Senators Vigorously Object to the Inclusion of Patent Settlement Provisions in FY 2011 Appropriations Bill
September 21, 2010By Kurt R. Karst –
Last Friday, a group of Republican Senators (Sens. Jeff Sessions (R-AL), Tom Coburn, (R-OK), John Cornyn (R-TX), and John Thune (R-SD)) sent a letter to Senate Republican leaders expressing their “vigorous objection” to the inclusion of the “Preserve Access to Affordable Generics Act” (S. 369) in the Fiscal Year 2011 Financial Services and General Government Appropriations Bill (S. 3677). As we previously reported, in late July, the U.S. Senate Committee on Appropriations approved the inclusion of the “Preserve Access to Affordable Generics Act” in the report (Senate Report No. 111-238; pages 144-148 & 150-151) accompanying S. 3677. The legislation would make patent settlements (or what opponents call “pay-for-delay” or “reverse payment” agreements) presumptively anticompetitive and unlawful if challenged by the Federal Trade Commission (“FTC”), unless it can be demonstrated “by clear and convincing evidence that the procompetitive benefits of the agreement outweigh the anticompetitive effects of the agreement.”
According to the September 17th GOP lawmaker letter:
S. 369 is a complex bill that addresses the intersection between antitrust and patent law, the economics and anticipated outcomes of patent infringement lawsuits, and the factors that are legitimately considered when settling such suits. We believe that the reported bill gives excessive power over such settlements to the FTC – a power that the FTC has shown itself in the past to be unable to exercise in a responsible or economically rational manner – and that the bill would do serious violence to the Hatch-Waxman process for the market entry of generic drugs.

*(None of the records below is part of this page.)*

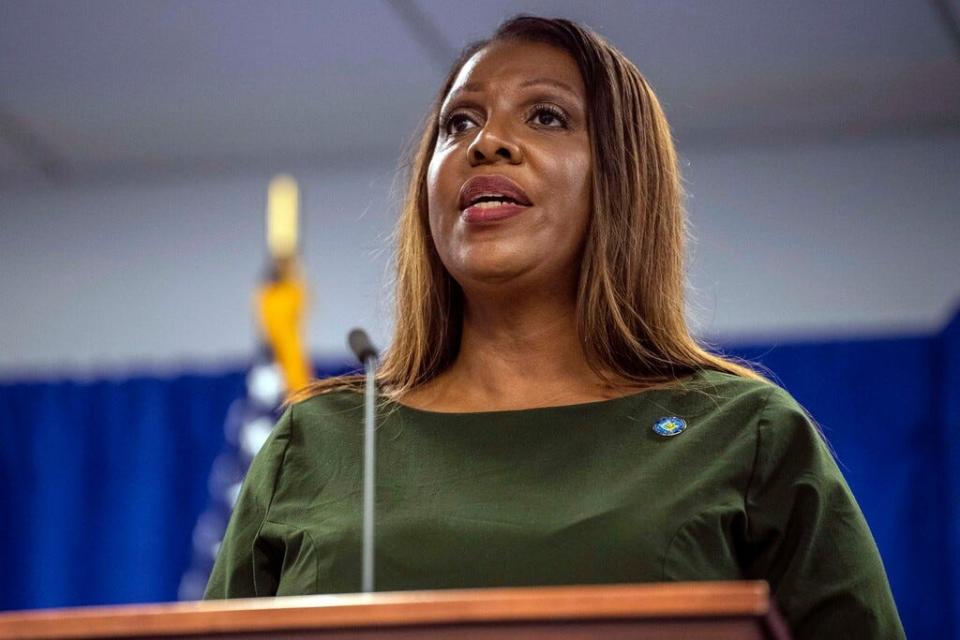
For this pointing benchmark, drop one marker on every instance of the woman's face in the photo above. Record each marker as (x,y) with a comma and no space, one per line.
(509,181)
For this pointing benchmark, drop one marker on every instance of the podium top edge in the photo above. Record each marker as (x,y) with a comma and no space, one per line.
(398,608)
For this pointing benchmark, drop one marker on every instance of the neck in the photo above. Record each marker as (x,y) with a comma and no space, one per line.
(517,352)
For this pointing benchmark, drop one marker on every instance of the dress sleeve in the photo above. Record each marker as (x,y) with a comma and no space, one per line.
(807,536)
(243,569)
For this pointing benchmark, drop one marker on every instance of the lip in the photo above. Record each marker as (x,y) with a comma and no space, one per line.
(486,215)
(479,185)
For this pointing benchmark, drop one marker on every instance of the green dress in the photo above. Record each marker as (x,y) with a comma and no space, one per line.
(578,494)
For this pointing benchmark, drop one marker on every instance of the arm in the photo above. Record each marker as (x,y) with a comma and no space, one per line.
(243,568)
(807,536)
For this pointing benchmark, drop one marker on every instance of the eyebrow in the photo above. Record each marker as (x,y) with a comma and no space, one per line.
(559,84)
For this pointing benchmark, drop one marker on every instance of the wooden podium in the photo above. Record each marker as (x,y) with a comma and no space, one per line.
(691,610)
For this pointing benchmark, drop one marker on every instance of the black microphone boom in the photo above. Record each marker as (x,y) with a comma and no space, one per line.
(361,346)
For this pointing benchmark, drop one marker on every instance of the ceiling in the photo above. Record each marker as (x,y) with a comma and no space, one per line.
(135,88)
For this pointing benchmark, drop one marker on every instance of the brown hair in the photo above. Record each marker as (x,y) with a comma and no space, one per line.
(631,292)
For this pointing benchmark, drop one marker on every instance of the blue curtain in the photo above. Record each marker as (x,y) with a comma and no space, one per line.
(103,481)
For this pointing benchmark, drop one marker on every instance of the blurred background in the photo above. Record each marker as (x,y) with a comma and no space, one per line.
(820,146)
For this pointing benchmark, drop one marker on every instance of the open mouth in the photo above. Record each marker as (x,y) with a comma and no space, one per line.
(491,198)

The inclusion of this bill in an appropriations bill, despite the objection of the ranking member of the Judiciary Committee and other committee members, is a gross breach of Senate custom and of jurisdictional boundaries.
The September 17th letter echoes a similar sentiment expressed by Senators Orrin Hatch (R-UT), Jon Kyl (R-AZ), John Cornyn (R-TX), and Tom Coburn (R-OK) in a February 2010 report accompanying on S. 369. According to that report:
the bill would amount to a de facto per se ban on covered settlements – and would entail all of the evils attendant to a per se ban . . . . For a legal-presumption rule to work, however, the parties must be afforded a forum in which they can quickly and fairly test whether they have overcome the presumption and whether the agreement is valid. Unfortunately, under the reported bill, settlements would be made presumptively unlawful, but the bill does not create a process for quickly resolving whether the agreement is unlawful. The issue would not be resolved until the FTC brings an action to challenge the settlement, which could be years after the settlement was entered into. Moreover, the current bill requires the brand and generic companies to rebut the presumption that the agreement is unlawful by clear and convincing evidence. This is a heavy burden that is not appropriate for commercial litigation and that tilts the scales in a lawsuit sharply in the government’s favor. . . . By effectively preventing the parties from settling, it is likely that this bill will discourage generic drug companies from bringing challenges to brand companies’ patents in the first place—and as a result, the bill will ultimately reduce competition and raise prices for drugs that are currently subject to invalid or low-quality patents.
Inclusion of the “Preserve Access to Affordable Generics Act” legislation in S. 3677 was followed by a Congressional Budget Office cost estimate criticizing the estimated savings from the measure as “significantly overstated,” and a U.S. Court of Appeals for the Second Circuit decision that denied without comment a Petition for Rehearing and Rehearing En Banc concerning an an antitrust challenge to certain patent settlement agreements involving Ciprofloxacin HCl (CIPRO). Patent settlement opponents had thought the full Court might take up the issue of the legality of patent settlements after a 3-judge panel invited the submission of the petition for rehearing en banc.